Re: "I got married because..
As Paheli mentioned, isn’t it better that they were honest? Also, if the girls who heard this comment from the guys were uncompromisingly averse to the idea…how many of them do you think told the guys how they truly felt about it? And if those guys would be living with their parents, it’s understandable for them to be concerned. And the quoted comment can mean different things to different people…it could even mean something as simple as being courteous, providing company, etc.

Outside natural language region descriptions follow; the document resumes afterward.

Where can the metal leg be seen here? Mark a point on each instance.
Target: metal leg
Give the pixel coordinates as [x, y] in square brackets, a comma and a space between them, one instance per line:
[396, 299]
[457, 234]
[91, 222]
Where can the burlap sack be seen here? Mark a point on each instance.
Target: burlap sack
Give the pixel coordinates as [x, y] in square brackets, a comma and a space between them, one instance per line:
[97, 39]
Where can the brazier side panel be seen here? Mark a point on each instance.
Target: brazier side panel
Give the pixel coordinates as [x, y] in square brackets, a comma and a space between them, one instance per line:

In homes that have maids, does that not significantly reduce the household chores as I’ve seen with my cousins (marrried and otherwise) that are well-to-do and have that luxury. But even if there are no servants and even if you don’t have to live with in-laws…you’d still have to do the cooking, cleaning, laundry, etc. So let’s say the guys never make the comment of taking care of his parents, even THEN you can’t assume that you will never have to do the tasks which you feel are those to be done by a maid. The responsibilities will still be there regardless of whether the “khayal rakhna” comment is made or not. Rishtay are always connected, they’re not isolated. For example, as much as your parents love you and can lay down their life for you…they will not be pleased with you disrespecting your khalas/mamus/tayas/chachas/phoopis even though u have a greater obligation toward the parents than the other relations. Your ill behavior with them can put a strain on the relationship with your parents. Being considerate of the various rishtay is more helpful in maintaining peace than doing otherwise. The latter can even have domino-falling effect.